Now that the industry has its long-awaited “qualified mortgage” (QM) definition, Fitch Ratings believes jumbo prime securities are poised to see a jump start.
After leaving housing professionals in suspense for months, the Consumer Financial Protection Bureau (CFPB) finally released in early January its rules for what constitutes a QM. The guidelines are designed to spur the creation of safe, affordable mortgages by prohibiting certain practices (such as riskier interest-only or negative amortization loans) and setting up criteria for ascertaining a borrower’s ability to repay. The rules also establish legal “safe harbors” (based on loan risk) for creditors who responsibly lend, protecting all parties involved in the mortgage process.
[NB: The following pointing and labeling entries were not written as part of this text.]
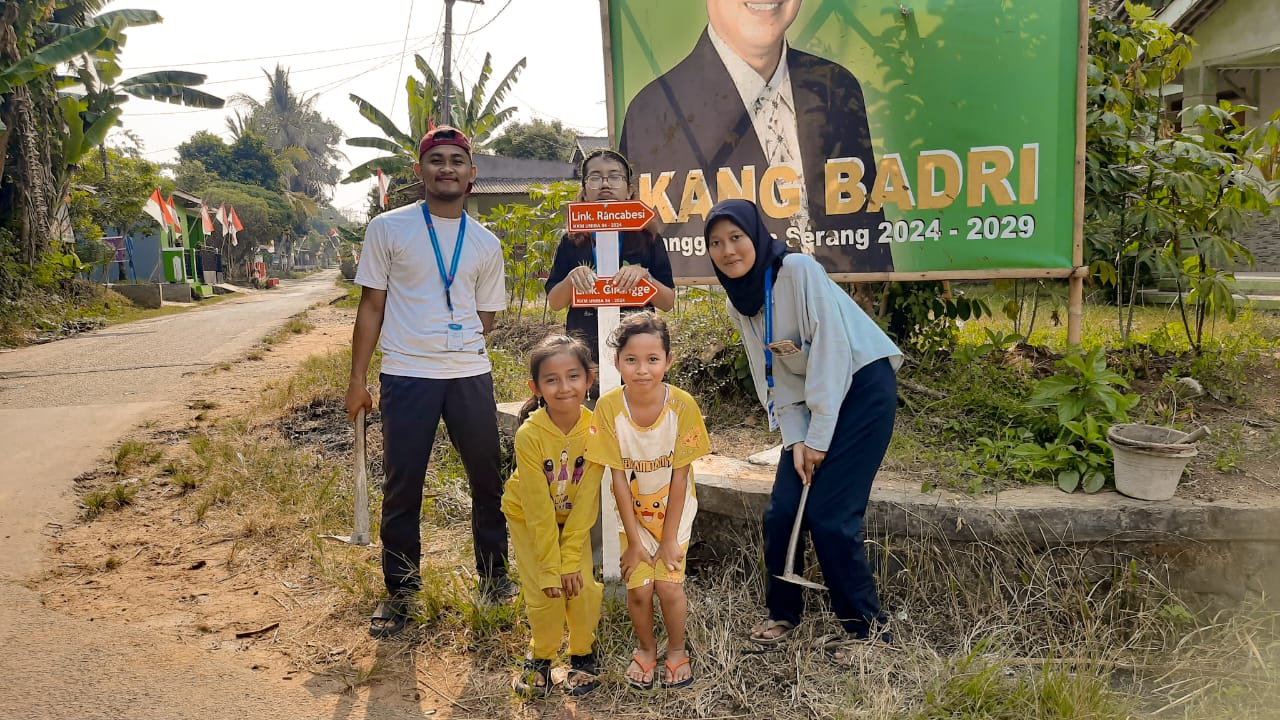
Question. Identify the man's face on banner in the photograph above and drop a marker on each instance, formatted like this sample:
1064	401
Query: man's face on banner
752	27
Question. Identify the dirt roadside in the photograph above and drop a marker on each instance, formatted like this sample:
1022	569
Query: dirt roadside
147	582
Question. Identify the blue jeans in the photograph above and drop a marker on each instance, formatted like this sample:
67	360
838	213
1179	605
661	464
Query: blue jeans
837	501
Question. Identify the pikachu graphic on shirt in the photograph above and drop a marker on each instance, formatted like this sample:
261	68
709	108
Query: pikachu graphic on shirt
650	509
While many analysts anticipate a kick start in lending and securitization now that the rules are clear, Fitch asserts most of the underwriting guidelines suggested have already been put into practice since the financial crisis, even if the criteria weren’t standardized across the industry.
However, the ratings agency sees the QM definition as a boon for the jumbo prime market.
“Fitch believes the qualified mortgage definition is positive for the jumbo prime residential mortgage market, as it removes the uncertainty that has paralyzed mortgage lending for the past few years and is an encouraging step in easing credit for traditional prime borrowers,” Fitch said in a release. “Further, finalizing the rule on QM will help advance the determination of a qualified residential mortgage (QRM), an additional constructive step in re-starting the jumbo securitization market.”
Additionally, because the QRM definition for exemption is linked to that of the finalized QM rules, Fitch believes the debt-to-income (DTI) requirement (which is 43 percent for a QM) is now clear, removing another concern for residential mortgage securitizers.
“The 43 percent DTI threshold casts a wide net for qualifying jumbo prime and possibly strong alt-A credit quality borrowers. Roughly 83 percent of the loans comprising recent securitizations would likely comply with the QM standard. The ruling is likely to have the biggest impact on securitizations of interest-only and higher DTI loans associated with the more affluent borrowers,” Fitch said.
However, there is one unknown variable: the down payment requirement, which has not yet been addressed by regulators. Fitch believes the finalization of the QRM hinges on that definition, which is expected this year.
“Ultimately, the re-start of private label securitization market will depend on this definition and clarity on risk retention rules, the application of Basel III and other liquidity rules, and a decision on agency guarantee fees,” Fitch concluded.